Comment by johnnyanmac

Comment by johnnyanmac 3 days ago

7 replies

HN is not the majority. But we've seen many studies that say tech WFH has either no/minimal efficiency loss, or even has better productivity. Most tech companies in fact made record revenue (maybe profits, but hard to say) over COVID, so the business logistsics do not imply a loss in production.

>Many HN posters still spout conspiracy theories like real estate investments by executives as the reason why RoT is enacted.

I mean, there's many reasons an otherwise unwarranted RTO happens. Maybe there's executive conspiracies, but the simplest two reasons are

1. We're still in layoff mode and RTO is a soft layoff without paying out severance. Especially to people that are physically unable to move back

2. managers and executives are in fact not rational actors. They can make decisions based on vibes, or because they need to make some shakeup (any shakeup), or because some other executive made a decision and they are mimicking. I would not take their decisions as gospel. Otherwise they would have shown some shred of evidence of productivity loss (which they cannot, because again: many tech companies have record revenues).

aurareturn 3 days ago

It could be. I sense that it's simply because the overall productivity/creativity is down but HN posters are disproportionately pro-WFH. This creates an echo chamber where people here are constantly confused why RoT is a thing.

  • davidcbc 3 days ago

    If that was the case these execs would be sharing the data so it was harder to argue against. They will share any data that backs up their decision and when they don't share any data you can know it's because they don't have any that supports them (or doesn't support their public position. The data probably shows that people voluntarily leave because of RTO mandates, but that's not their public argument) but they've decided to do something anyway.

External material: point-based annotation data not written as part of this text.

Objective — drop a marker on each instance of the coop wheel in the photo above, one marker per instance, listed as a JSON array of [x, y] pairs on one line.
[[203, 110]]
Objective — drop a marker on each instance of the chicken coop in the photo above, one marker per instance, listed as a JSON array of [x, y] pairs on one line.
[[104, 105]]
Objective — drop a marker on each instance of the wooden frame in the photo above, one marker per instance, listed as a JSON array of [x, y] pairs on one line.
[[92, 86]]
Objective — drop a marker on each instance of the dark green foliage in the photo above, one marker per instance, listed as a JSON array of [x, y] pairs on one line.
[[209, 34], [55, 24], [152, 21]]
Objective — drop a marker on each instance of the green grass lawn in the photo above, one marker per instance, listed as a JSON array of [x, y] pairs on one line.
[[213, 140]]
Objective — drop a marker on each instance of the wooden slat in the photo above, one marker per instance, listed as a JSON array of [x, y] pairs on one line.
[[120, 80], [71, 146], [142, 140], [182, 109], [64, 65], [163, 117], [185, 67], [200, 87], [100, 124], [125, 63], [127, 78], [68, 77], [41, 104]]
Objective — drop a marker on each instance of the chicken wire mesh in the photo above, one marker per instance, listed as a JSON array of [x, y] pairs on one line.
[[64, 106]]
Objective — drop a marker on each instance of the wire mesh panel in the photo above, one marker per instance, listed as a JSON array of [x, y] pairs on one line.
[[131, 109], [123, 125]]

    • aurareturn 3 days ago

      They're not going to share that data because it's confidential. Imagine Amazon sharing data that their employees are less productive... their stock price would tank and they'd garner a ton of bad PR.

      • unnah 3 days ago

        Why would they not share that data as a justification for this decision to return to office for five days a week? That would give investors a reason to believe that Amazon productivity and share value will increase soon.